My head and heart clashed as my head told me to focus on my own career while my heart yanked me repeatedly by its loyalty and love to Mom. My finances suffered from my inability to give more to the pursuit of more work than the few projects I took on. The “opportunity cost” to me of caring for Mom was significant in part because I couldn’t stay connected to my professional network back in DC. I learned what “out of sight, out of mind” looks like in terms of work I didn’t get.
My head and heart clashed as my head told me to focus on my own career while my heart yanked me repeatedly by its loyalty and love to Mom.
It was challenging when there were times I needed to travel for my advocacy and other work, such as to the 2018 HealtheVoices conference in Chicago. Fortunately, my sister and niece in the local area stepped up and stayed with Mom while I was away, which wasn’t very often.

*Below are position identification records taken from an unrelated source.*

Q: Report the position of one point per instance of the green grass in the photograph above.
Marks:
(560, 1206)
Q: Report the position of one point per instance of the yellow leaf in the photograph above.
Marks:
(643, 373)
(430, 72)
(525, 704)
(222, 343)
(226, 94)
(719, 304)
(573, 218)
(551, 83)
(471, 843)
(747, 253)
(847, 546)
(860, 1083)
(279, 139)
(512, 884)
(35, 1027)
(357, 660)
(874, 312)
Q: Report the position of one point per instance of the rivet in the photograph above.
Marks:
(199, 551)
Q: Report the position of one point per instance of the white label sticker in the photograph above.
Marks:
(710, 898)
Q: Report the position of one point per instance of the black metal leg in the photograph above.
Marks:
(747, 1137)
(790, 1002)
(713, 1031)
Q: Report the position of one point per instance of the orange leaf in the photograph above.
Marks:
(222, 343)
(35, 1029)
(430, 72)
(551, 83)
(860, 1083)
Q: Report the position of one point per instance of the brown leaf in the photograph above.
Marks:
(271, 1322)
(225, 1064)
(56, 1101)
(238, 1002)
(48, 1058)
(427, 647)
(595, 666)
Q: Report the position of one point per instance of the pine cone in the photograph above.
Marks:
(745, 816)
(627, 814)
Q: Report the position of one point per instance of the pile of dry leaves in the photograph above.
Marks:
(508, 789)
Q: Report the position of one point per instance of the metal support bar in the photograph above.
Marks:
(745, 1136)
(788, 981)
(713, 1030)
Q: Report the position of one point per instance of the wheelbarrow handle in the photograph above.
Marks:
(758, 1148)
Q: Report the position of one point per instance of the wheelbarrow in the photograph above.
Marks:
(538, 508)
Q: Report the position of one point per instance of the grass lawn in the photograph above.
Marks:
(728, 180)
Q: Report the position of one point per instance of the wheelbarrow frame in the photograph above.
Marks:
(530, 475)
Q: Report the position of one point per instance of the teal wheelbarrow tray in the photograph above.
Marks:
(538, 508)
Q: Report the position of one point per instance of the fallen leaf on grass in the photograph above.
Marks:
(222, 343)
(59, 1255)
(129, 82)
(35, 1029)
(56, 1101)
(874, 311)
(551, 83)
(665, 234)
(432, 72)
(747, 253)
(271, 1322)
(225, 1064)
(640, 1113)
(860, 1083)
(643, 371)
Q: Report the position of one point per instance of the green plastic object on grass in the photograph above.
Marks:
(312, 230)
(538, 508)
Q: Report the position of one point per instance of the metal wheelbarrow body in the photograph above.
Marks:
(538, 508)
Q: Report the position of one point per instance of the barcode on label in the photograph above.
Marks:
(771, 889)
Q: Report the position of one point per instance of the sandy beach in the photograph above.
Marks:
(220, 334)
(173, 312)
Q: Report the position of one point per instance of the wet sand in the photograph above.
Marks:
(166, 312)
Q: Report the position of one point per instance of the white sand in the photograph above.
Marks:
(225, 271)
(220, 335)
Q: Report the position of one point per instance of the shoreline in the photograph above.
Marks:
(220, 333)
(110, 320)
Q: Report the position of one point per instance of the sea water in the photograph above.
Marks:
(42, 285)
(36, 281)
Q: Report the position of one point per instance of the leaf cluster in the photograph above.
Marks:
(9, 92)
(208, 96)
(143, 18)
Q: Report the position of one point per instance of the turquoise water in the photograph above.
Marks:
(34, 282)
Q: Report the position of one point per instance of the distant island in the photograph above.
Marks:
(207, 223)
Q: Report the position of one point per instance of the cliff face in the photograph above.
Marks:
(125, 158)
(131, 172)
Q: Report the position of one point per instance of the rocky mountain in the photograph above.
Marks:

I first heard of Swiss psychologist Carl Jung’s concept of the “wounded healer” in my early years of reporting on the HIV-AIDS epidemic. I witnessed so many people physically and psychologically ‘wounded’ by the virus caring for others like themselves. Delving into my personal history to write my latest book Stonewall Strong, I certainly knew of my own deep woundedness, from my difficult childhood in an unpredictable household, to the trauma of losing so many I loved to AIDS and cancer, to my own diagnosis with the very disease that had killed so many of them.
I knew that, to contribute to Mom’s care and well-being, I needed to tend to my own wounds. I took care of myself by taking my medications and supplements every day, getting lab work as needed, and keeping all my own doctors’ appointments. I wrote as often as I felt the urge in the journal—these days really a collection of files in my computer—that has been an outlet for my hopes and dreams, and sorrows, for the past 40 years. I worked out at the gym, hiked the wooded trails in eastern Connecticut, and kayaked on Long Island Sound. I communed with nature and poured out my heart (and tears) in prayers I hoped rose to heaven to relieve the sadness and stress in my mind. I vented some of my pain to my Facebook friends and in my Psychology Today “Stonewall Strong” blog.
I was true to my heart, to my deepest values of dependability, duty, generosity, and loyalty, and to the lady who modeled them for me.
I can’t say I took the best care of myself financially because it was a real struggle to be present for Mom and being “out there” trying to generate work for myself. But—and for me it’s the essential ‘but’—I was true to my heart, to my deepest values of dependability, duty, generosity, and loyalty, and to the lady who modeled them for me.
I continue to grieve for Mom, already more than four months since she passed. My caregiving role is now only a memory. Sometimes it’s a haunting memory when my mind locks onto a painful image of her suffering.